Scanning the choir, Brooks's eyes locked on Jaret, a panic-stricken 11-year-old who would soon herald the all-important three French hens. "Look at him," said Brooks, waving at the freckle-faced boy to whom he serves as a Big Brother. "He needs me." Spotting Brooks, Jaret broke into a wide grin. Moments later his lines were flawlessly delivered.
After the show, Brooks signed autographs as the bashful Jaret clung to one leg. "I needed this," Brooks said. "It's what makes me happy."
In New Orleans 'tis the season to be happy—and for the Saints and their fans, that blissful state has seldom been achieved in December. Much of the credit goes to Brooks, the second-year quarterback who on Sunday continued his meteoric ascent from obscurity by passing for 285 yards with no interceptions in leading the Saints to a 23-7 victory over the Atlanta Falcons before a sellout crowd at the Superdome. New Orleans is 10-5 and champion of the NFC West. The Saints finish their regular season this Sunday in New Orleans against the St.
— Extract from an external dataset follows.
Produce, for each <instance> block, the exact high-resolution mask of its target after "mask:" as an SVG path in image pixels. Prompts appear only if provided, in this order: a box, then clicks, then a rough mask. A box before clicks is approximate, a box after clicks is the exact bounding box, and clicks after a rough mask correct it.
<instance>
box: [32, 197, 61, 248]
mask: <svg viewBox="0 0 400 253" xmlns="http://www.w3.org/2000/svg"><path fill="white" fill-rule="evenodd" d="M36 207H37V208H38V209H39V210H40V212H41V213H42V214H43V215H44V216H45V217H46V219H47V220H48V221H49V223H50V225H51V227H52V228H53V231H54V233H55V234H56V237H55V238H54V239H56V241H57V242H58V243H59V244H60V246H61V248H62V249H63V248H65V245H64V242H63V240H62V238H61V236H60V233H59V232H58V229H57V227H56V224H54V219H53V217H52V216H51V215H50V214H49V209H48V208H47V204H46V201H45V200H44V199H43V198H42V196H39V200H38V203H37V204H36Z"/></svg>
Louis Rams.
When Jeff Blake, the Saints' starting quarterback, injured his right foot on Nov. 19 against the Oakland Raiders and was lost for the season—one week after tailback Ricky Williams had been shelved with a broken right ankle—New Orleans seemed to be finished. But in the four games since, Brooks, who a year ago was the third-string quarterback in Green Bay, has done the unthinkable: He's led the Saints to the playoffs for the first time since 1992 and become so popular that area stores can't keep his number 2 jersey in stock.
"I've wanted to watch him play from the moment he arrived, but I never thought it would be so soon," says New Orleans general manager Randy Mueller, who pursued Brooks for several months before, on July 31, trading a third-round draft pick and linebacker K.D. Williams for Brooks and tight end Lamont Hall. "I don't want to overstate this, but with his ability to beat you with his arm or his legs, he reminds me of a young John Elway."
Most evaluations of Brooks's play sound similar—equivocations followed by superlatives—but he has merited more of the latter. He has won three of his four starts, all against division rivals, and set single-game franchise records for yards passing (441 in a loss to the Denver Broncos) and yards rushing by a quarterback (109 in a win over the San Francisco 49ers). "I think Brooks is going to be very, very good," says Broncos defensive coordinator Greg Robinson, "and I don't say that too often."
Brooks possesses the strength and speed (4.5 in the 40) to evade rushers, but prefers to stand in the pocket and use his cannon arm. "What impressed me most was his poise in the pocket," says Brett Favre, Brooks's mentor in Green Bay. "He has a lot of confidence back there and doesn't want to run. I would run before he would."
But the 6'4", 205-pound Brooks, who bears an uncanny resemblance to the comedian Jimmie Walker, the star of the '70s sitcom Good Times, is a dangerous runner when need be. Consider his most breathtaking play to date. Late in the fourth quarter against the Niners, he twice reversed his field while evading the rush before firing a 22-yard touchdown between two defenders to wideout Willie Jackson. "That was an unbelievable play by an awesome player," says Saints offensive tackle Kyle Turley. "We had no idea how good he was."